On the news this morning, there was all but concrete confirmation that chemical weapons have been used in Syria, and that nearly 3,500 people are currently being treated for related injuries. If confirmed, the use of those chemical weapons would violate the so-called “red line” President Obama mentioned when he first started responding to calls for involvement in the conflict. Which isn’t to say that the US will step into yet another warzone - just that they might, and that if they do it should be cause for concern.

And okay, this is heavy stuff, and an equation of this with a story about how you can probably see Miley Cyrus’s anus if you look close enough is disingenuous at best. And I’m not even making a point about “high” and “low” culture - because mindless lightness is something I need from time to time. I know as much as anyone else that constant immersion in heady, intellectual, pretentious stuff doesn’t make for a balanced outlook.

But stories like that don’t feel light to me. They feel hollow and cynical. I don’t come out of this feeling uplifted - the best I get is a smug sense of satisfaction that by 20, I had a better grip on my life than she did.

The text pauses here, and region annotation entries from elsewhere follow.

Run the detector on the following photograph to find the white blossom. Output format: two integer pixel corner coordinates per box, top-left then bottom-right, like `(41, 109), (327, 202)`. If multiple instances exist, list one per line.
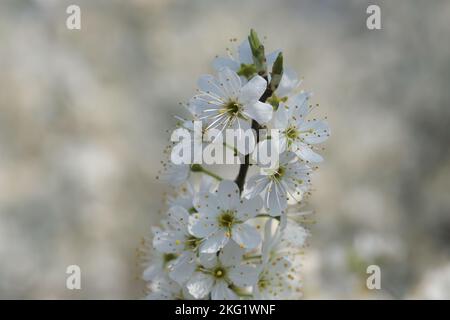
(189, 180), (262, 253)
(189, 67), (273, 130)
(244, 152), (312, 216)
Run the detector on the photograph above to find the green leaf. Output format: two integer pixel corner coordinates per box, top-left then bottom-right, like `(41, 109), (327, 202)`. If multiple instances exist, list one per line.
(270, 52), (283, 91)
(248, 29), (267, 76)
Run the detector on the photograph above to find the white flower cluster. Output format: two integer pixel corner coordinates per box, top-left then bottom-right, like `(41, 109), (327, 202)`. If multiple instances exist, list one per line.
(143, 31), (330, 299)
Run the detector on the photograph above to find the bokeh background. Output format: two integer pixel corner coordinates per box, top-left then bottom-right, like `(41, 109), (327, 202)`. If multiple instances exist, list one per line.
(0, 0), (450, 299)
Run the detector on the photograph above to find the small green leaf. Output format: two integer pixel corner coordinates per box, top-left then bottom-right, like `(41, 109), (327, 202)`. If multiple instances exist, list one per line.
(248, 29), (267, 76)
(237, 63), (256, 79)
(270, 52), (283, 91)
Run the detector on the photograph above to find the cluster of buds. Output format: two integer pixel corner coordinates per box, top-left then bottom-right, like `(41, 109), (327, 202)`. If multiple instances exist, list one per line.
(143, 30), (330, 299)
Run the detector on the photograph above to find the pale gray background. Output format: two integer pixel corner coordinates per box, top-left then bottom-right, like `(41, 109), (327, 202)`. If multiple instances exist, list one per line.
(0, 0), (450, 299)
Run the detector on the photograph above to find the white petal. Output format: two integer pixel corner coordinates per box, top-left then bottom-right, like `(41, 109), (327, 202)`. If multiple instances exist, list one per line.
(194, 192), (221, 219)
(300, 120), (330, 144)
(237, 196), (263, 221)
(169, 251), (197, 285)
(280, 151), (296, 166)
(199, 252), (218, 269)
(292, 143), (323, 163)
(276, 68), (300, 97)
(217, 180), (240, 210)
(211, 280), (239, 300)
(231, 223), (261, 249)
(266, 50), (281, 70)
(264, 184), (287, 216)
(212, 57), (240, 71)
(218, 68), (241, 99)
(228, 265), (258, 287)
(238, 75), (267, 105)
(188, 213), (219, 238)
(243, 101), (273, 123)
(167, 206), (189, 231)
(219, 241), (245, 267)
(288, 92), (311, 121)
(244, 174), (269, 198)
(238, 39), (253, 64)
(200, 229), (230, 253)
(186, 272), (214, 299)
(153, 231), (185, 253)
(197, 74), (226, 98)
(272, 105), (291, 130)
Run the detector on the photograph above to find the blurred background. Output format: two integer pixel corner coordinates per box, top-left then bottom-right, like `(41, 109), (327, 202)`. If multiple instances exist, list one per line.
(0, 0), (450, 299)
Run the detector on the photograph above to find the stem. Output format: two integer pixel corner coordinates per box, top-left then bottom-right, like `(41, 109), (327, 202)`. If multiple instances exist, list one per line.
(234, 76), (272, 194)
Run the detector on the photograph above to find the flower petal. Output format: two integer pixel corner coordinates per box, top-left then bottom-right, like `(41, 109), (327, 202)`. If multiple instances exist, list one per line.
(197, 74), (226, 98)
(264, 183), (287, 217)
(219, 241), (245, 267)
(167, 206), (189, 231)
(153, 231), (185, 253)
(243, 174), (270, 199)
(231, 223), (261, 249)
(211, 280), (239, 300)
(217, 180), (240, 210)
(212, 57), (239, 71)
(238, 75), (267, 105)
(194, 192), (221, 218)
(169, 251), (197, 285)
(186, 272), (214, 299)
(228, 265), (258, 287)
(188, 213), (219, 238)
(217, 67), (241, 99)
(237, 196), (263, 221)
(300, 120), (330, 144)
(292, 143), (323, 163)
(200, 229), (230, 253)
(244, 101), (273, 123)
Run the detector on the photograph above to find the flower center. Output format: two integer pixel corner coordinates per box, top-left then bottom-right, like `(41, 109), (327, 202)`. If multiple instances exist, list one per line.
(186, 236), (201, 250)
(214, 267), (225, 279)
(284, 126), (299, 140)
(219, 210), (235, 229)
(272, 167), (286, 180)
(223, 100), (242, 117)
(163, 253), (177, 266)
(258, 278), (269, 289)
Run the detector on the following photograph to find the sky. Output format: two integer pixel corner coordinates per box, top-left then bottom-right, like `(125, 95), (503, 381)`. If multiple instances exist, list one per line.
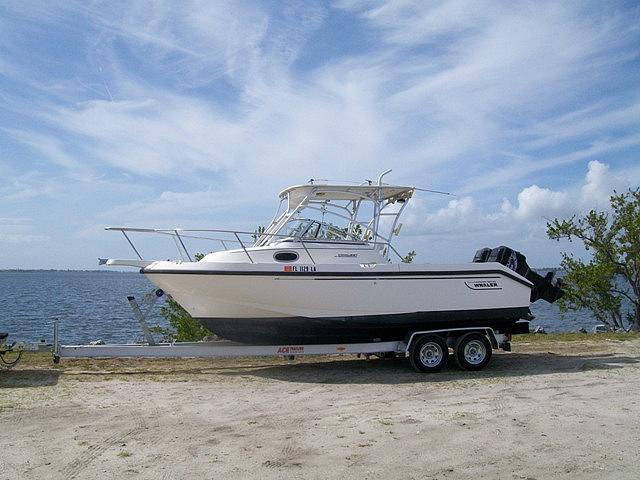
(0, 0), (640, 269)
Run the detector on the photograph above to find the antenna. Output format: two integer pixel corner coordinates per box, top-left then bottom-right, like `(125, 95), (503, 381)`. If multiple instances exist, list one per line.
(414, 187), (456, 197)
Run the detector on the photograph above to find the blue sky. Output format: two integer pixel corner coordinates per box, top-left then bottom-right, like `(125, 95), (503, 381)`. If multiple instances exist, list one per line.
(0, 0), (640, 268)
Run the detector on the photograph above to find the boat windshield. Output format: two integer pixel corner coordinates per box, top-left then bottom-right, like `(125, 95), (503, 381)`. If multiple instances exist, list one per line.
(278, 218), (361, 241)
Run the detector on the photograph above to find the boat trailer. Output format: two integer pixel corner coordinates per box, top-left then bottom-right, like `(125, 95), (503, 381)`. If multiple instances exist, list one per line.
(53, 289), (510, 372)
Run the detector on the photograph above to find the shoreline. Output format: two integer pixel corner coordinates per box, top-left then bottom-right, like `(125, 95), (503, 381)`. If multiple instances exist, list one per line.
(0, 335), (640, 480)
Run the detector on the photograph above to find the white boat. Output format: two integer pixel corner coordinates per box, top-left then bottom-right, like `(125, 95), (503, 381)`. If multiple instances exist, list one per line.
(103, 172), (561, 345)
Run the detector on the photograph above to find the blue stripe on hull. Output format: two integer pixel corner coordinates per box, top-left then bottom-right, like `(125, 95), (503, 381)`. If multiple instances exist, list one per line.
(197, 307), (529, 345)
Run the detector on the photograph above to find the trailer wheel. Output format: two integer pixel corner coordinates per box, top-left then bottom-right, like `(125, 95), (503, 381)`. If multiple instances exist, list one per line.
(409, 335), (449, 373)
(454, 332), (492, 370)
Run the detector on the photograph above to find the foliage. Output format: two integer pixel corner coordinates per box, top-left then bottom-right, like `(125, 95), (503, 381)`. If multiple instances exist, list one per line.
(151, 253), (212, 342)
(547, 189), (640, 330)
(402, 250), (416, 263)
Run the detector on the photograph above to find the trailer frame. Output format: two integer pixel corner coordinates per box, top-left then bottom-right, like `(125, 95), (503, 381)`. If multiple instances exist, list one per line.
(52, 289), (510, 372)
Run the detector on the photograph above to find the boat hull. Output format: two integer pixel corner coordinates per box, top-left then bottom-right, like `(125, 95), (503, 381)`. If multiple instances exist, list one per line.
(143, 264), (531, 344)
(196, 307), (529, 345)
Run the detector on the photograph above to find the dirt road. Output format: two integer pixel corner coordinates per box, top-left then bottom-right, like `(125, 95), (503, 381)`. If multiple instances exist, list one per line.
(0, 340), (640, 479)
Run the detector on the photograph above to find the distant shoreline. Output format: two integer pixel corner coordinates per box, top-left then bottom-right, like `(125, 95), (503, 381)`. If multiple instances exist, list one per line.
(0, 267), (562, 274)
(0, 268), (138, 274)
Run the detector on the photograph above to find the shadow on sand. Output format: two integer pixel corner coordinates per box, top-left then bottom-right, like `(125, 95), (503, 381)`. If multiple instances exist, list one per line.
(0, 369), (60, 389)
(228, 353), (640, 384)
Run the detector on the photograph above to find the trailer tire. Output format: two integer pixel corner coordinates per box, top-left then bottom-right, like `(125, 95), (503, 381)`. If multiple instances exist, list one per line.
(453, 332), (492, 371)
(409, 335), (449, 373)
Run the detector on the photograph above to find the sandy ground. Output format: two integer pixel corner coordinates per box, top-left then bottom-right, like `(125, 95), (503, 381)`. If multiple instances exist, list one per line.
(0, 340), (640, 479)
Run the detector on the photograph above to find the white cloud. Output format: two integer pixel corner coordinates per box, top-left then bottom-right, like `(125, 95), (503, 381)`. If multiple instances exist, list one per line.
(580, 160), (633, 209)
(512, 185), (569, 220)
(408, 160), (640, 236)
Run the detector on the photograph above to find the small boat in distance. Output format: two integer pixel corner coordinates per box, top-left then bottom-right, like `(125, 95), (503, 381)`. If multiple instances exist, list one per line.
(103, 172), (562, 345)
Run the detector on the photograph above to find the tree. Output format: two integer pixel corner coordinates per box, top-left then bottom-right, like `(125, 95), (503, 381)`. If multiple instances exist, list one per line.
(547, 188), (640, 331)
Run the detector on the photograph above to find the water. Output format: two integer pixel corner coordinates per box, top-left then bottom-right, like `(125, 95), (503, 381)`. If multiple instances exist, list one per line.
(0, 271), (597, 344)
(0, 271), (166, 344)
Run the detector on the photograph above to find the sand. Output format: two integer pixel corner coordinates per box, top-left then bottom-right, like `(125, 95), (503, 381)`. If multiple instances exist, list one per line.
(0, 340), (640, 479)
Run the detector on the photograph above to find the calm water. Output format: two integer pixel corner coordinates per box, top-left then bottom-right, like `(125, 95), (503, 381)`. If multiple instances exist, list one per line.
(0, 271), (597, 343)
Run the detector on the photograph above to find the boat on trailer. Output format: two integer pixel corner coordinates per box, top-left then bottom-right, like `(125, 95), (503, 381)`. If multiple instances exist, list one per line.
(101, 172), (562, 345)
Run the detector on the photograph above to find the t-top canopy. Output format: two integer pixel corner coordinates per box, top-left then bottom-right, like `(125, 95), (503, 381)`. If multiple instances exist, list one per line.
(280, 184), (415, 206)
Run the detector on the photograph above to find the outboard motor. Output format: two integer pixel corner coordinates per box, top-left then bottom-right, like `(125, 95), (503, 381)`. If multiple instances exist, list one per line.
(473, 246), (563, 303)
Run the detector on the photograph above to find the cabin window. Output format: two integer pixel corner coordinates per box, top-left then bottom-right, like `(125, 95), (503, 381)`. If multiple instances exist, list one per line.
(273, 252), (298, 262)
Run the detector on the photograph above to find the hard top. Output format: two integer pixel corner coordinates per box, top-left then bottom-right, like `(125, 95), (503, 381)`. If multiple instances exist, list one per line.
(280, 183), (415, 205)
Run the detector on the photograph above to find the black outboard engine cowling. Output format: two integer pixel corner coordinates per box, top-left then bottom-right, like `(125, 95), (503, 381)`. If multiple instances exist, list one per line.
(473, 245), (563, 303)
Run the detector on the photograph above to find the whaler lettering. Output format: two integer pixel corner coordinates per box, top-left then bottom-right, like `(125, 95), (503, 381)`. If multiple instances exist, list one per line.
(464, 280), (502, 290)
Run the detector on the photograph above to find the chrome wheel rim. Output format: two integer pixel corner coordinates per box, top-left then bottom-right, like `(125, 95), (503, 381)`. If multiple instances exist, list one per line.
(464, 340), (487, 365)
(420, 342), (443, 367)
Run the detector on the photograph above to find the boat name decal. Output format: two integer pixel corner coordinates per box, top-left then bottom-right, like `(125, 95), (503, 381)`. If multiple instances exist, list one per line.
(278, 347), (304, 355)
(282, 265), (316, 272)
(464, 280), (502, 290)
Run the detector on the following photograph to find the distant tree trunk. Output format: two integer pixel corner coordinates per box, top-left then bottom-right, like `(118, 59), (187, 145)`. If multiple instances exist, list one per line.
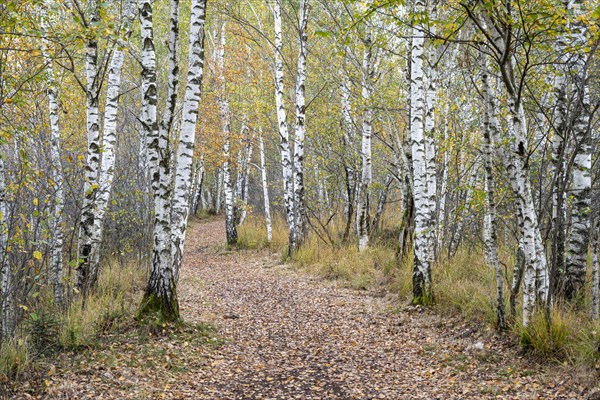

Honestly, the strongest thing I feel is pity and loathing - pity for a girl who has never had to hear “no” during some crucial years of development, and loathing for the people who never said it.

There’s this image of Will Smith and his kids gawping at Cyrus’s performance in horror, because it’s a glib way to characterise that shitshow. A sort of “what am I watching” moment for everyone to connect with. Never why. That question’s far too scary.